生命保険、損害保件とを問わず、保険金不払い問題を新聞・雑誌・TVで見聞きしない日は少ないような状況が続いています。
保険金不払いと一括りにされていますが、多くは保険自由化により多様化した特約を支払いの際に見落としてしまうことにより生じた不払いです。それに対し本来、支払われるべき保険金を保険約款の保険会社に都合のいいような拡大解釈により保険金を支払わなかったり減額したり、更には屁理屈に近い理由による不払いもあるようです。
保険各社、業界としても再発防止策を色々と講じていますが、特約等のうっかり支払い漏れは、ある程度の改善は期待できると思いますが、約款解釈や屁理屈に近い不払いは各社の姿勢によって差がでるところだと思います。
保険金支払率を下げることは保険会社として最優先事項の一つであり、支払率が低ければ保険料を下げることも可能ですし、利益を上げることこは会社としての使命と言うべきでしょう。
営業部門では事故率の少ない優良契約を集め、モラル上問題のあるような契約を引き受けない。また、査定部門では被保険者や被害者の不当な請求を退け、本来支払うべき保険金を適正に支払うということが保険会社として重要な業務です。
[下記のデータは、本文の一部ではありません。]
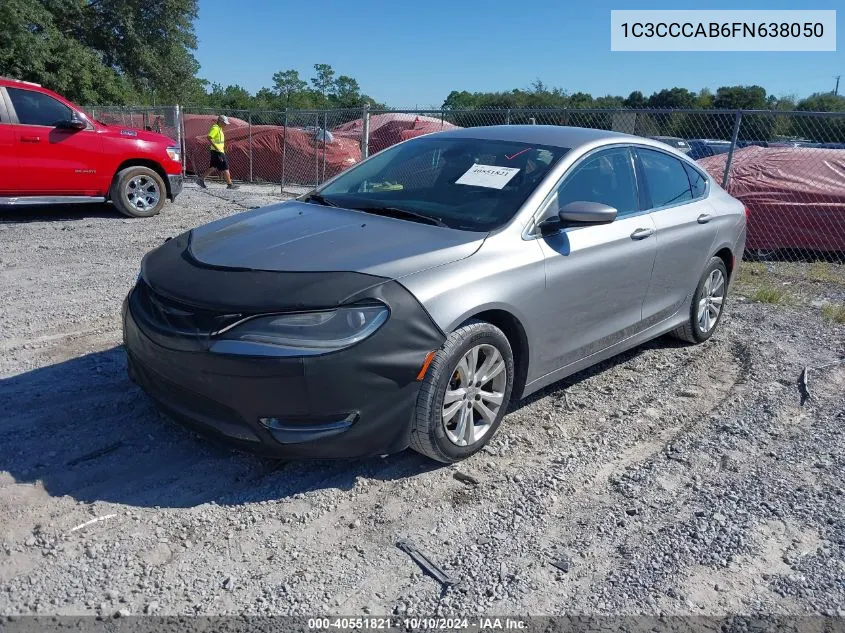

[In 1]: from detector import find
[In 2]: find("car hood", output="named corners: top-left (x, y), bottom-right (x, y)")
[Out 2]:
top-left (190, 201), bottom-right (487, 279)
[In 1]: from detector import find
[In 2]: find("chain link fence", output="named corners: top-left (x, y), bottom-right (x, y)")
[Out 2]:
top-left (88, 106), bottom-right (845, 322)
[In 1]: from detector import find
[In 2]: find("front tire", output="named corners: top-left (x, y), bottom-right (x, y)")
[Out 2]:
top-left (110, 167), bottom-right (167, 218)
top-left (673, 257), bottom-right (728, 344)
top-left (411, 321), bottom-right (514, 464)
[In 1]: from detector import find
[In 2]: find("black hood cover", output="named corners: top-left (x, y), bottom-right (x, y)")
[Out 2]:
top-left (141, 232), bottom-right (389, 313)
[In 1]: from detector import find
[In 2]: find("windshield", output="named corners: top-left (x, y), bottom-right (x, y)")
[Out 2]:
top-left (306, 137), bottom-right (568, 231)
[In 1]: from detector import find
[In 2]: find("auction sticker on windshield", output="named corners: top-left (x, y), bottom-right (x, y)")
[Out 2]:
top-left (455, 163), bottom-right (519, 189)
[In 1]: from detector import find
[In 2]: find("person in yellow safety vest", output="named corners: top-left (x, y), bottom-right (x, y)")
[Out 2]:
top-left (197, 114), bottom-right (238, 189)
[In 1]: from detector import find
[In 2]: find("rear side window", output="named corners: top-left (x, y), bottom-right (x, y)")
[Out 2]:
top-left (6, 88), bottom-right (71, 127)
top-left (681, 163), bottom-right (707, 198)
top-left (557, 148), bottom-right (638, 216)
top-left (637, 149), bottom-right (692, 209)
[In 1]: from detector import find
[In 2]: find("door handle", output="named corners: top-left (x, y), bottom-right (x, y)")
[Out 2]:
top-left (631, 229), bottom-right (654, 240)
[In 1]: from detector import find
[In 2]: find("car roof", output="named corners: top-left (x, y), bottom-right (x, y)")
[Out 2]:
top-left (431, 125), bottom-right (647, 149)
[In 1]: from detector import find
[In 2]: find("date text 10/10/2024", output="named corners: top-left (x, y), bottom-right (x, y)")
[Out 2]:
top-left (308, 617), bottom-right (528, 631)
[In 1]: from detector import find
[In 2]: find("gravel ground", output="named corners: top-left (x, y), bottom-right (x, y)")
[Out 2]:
top-left (0, 187), bottom-right (845, 616)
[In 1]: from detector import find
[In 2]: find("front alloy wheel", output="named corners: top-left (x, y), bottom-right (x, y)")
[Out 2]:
top-left (411, 321), bottom-right (514, 464)
top-left (698, 268), bottom-right (725, 334)
top-left (674, 257), bottom-right (728, 343)
top-left (443, 345), bottom-right (508, 446)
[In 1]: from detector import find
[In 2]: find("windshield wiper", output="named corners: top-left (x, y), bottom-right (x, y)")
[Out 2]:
top-left (350, 207), bottom-right (449, 228)
top-left (303, 193), bottom-right (340, 207)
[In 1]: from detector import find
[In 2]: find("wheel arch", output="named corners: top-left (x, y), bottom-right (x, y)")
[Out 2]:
top-left (713, 246), bottom-right (736, 281)
top-left (450, 307), bottom-right (530, 402)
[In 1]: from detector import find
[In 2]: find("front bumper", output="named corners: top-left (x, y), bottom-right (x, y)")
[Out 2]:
top-left (167, 174), bottom-right (184, 202)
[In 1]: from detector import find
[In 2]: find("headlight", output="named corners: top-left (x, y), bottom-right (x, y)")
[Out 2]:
top-left (211, 304), bottom-right (389, 356)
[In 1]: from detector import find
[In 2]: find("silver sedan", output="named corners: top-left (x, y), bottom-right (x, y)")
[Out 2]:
top-left (124, 126), bottom-right (746, 462)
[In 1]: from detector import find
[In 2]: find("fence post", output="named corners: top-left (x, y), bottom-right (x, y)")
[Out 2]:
top-left (314, 112), bottom-right (320, 187)
top-left (722, 110), bottom-right (742, 189)
top-left (173, 104), bottom-right (188, 178)
top-left (280, 108), bottom-right (288, 193)
top-left (361, 103), bottom-right (370, 158)
top-left (247, 110), bottom-right (252, 182)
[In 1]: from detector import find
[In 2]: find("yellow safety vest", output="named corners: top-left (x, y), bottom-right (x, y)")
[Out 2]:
top-left (208, 123), bottom-right (225, 154)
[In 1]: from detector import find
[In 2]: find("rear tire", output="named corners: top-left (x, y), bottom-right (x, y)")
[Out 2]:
top-left (109, 167), bottom-right (167, 218)
top-left (411, 321), bottom-right (514, 464)
top-left (672, 257), bottom-right (728, 344)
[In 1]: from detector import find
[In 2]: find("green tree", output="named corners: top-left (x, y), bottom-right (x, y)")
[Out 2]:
top-left (0, 0), bottom-right (204, 104)
top-left (695, 88), bottom-right (713, 110)
top-left (791, 92), bottom-right (845, 143)
top-left (648, 88), bottom-right (695, 110)
top-left (273, 69), bottom-right (308, 108)
top-left (0, 0), bottom-right (130, 105)
top-left (311, 64), bottom-right (334, 97)
top-left (73, 0), bottom-right (202, 102)
top-left (329, 75), bottom-right (361, 108)
top-left (796, 92), bottom-right (845, 112)
top-left (622, 90), bottom-right (647, 109)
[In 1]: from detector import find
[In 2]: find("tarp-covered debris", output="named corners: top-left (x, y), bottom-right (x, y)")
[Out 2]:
top-left (698, 146), bottom-right (845, 251)
top-left (185, 123), bottom-right (361, 185)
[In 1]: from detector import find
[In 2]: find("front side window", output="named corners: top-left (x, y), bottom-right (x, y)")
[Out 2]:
top-left (637, 149), bottom-right (692, 209)
top-left (6, 88), bottom-right (72, 127)
top-left (557, 147), bottom-right (638, 216)
top-left (316, 137), bottom-right (567, 231)
top-left (683, 163), bottom-right (707, 198)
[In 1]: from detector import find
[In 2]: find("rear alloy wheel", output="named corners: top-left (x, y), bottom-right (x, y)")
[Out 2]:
top-left (411, 321), bottom-right (514, 464)
top-left (111, 167), bottom-right (167, 218)
top-left (674, 257), bottom-right (728, 343)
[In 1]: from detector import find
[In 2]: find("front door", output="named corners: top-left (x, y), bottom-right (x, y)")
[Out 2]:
top-left (636, 148), bottom-right (719, 323)
top-left (0, 88), bottom-right (20, 196)
top-left (537, 147), bottom-right (656, 374)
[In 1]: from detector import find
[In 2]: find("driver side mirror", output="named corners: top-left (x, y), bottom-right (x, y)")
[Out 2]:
top-left (56, 112), bottom-right (88, 130)
top-left (540, 198), bottom-right (618, 233)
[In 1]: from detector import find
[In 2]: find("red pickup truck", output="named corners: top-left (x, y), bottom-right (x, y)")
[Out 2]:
top-left (0, 77), bottom-right (182, 217)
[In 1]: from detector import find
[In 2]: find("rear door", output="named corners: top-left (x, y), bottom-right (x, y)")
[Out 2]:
top-left (6, 87), bottom-right (101, 195)
top-left (533, 147), bottom-right (655, 374)
top-left (635, 147), bottom-right (718, 323)
top-left (0, 87), bottom-right (20, 196)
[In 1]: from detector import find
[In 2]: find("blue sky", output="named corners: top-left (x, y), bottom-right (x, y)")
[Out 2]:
top-left (196, 0), bottom-right (845, 108)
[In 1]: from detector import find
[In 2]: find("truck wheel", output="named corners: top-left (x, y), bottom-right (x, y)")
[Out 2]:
top-left (110, 167), bottom-right (167, 218)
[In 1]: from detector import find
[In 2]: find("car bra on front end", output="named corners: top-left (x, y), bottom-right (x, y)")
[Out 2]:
top-left (123, 233), bottom-right (445, 457)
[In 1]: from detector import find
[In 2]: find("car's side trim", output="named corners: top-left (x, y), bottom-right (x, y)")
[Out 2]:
top-left (522, 297), bottom-right (690, 398)
top-left (0, 196), bottom-right (106, 206)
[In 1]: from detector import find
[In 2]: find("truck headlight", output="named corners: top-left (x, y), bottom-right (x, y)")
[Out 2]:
top-left (210, 303), bottom-right (390, 356)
しかし、競争がいっそうの激しさを増す保険業界で、保険金支払を減らすことは、収入保険料(売上げ)を上げることに並ぶ優先事項です。支払額や過失割合を下げられれば査定担当者や査定店の成績にもなる事も多いようで、これらが無理な不払いが起こる温床になっていることは否めません。
会社から保険金支払低減のプレッシャーを受ける査定担当者の資質とあいまって、契約内容を契約者がよく理解していないケースが多い保険契約の特殊性という問題もあり、保険金不払い(不当な減額)は今後もなくなるとは思えません。
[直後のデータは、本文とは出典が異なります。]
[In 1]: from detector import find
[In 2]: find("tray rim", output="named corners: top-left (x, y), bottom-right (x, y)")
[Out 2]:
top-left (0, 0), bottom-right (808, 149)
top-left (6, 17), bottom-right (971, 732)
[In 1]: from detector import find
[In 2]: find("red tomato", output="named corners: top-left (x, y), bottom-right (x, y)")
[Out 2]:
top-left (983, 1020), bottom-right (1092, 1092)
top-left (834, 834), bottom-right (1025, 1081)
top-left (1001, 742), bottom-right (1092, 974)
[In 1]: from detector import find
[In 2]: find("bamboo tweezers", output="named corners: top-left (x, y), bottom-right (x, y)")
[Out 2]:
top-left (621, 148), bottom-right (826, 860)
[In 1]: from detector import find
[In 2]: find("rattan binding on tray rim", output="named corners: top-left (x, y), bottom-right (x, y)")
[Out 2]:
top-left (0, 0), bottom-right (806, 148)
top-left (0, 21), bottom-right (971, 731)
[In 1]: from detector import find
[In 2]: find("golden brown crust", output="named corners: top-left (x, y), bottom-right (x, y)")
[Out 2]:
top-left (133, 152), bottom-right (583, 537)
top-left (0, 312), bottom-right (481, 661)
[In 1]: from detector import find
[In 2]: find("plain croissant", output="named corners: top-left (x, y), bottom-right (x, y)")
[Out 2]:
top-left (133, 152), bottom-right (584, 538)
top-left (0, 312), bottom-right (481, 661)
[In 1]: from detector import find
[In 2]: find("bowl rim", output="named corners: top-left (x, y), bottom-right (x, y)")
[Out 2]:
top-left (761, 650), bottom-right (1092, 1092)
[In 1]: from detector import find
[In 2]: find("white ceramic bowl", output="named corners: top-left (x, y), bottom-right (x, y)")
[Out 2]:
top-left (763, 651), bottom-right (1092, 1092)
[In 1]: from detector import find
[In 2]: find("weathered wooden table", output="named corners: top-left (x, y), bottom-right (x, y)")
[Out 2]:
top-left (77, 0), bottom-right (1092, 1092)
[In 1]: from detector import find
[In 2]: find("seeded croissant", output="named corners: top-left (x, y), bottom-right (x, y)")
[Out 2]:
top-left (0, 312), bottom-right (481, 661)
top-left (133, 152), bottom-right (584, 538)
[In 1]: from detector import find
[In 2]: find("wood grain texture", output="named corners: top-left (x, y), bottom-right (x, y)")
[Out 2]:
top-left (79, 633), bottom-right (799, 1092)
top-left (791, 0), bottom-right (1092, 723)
保険金支払に関して疑問のある場合は、信頼の置ける関係者・代理店に相談するか、心当たりのない場合、保険会社には「お客様相談センター」のような部署があるので、問題点・疑問点をきちんと整理してから、問い合わせるのがとても有効な手段だと思います。ファイナンシャルプランナー、弁護士、多くの保険関係者・代理店も保険金支払・査定に関しては信頼が置けないでしょう。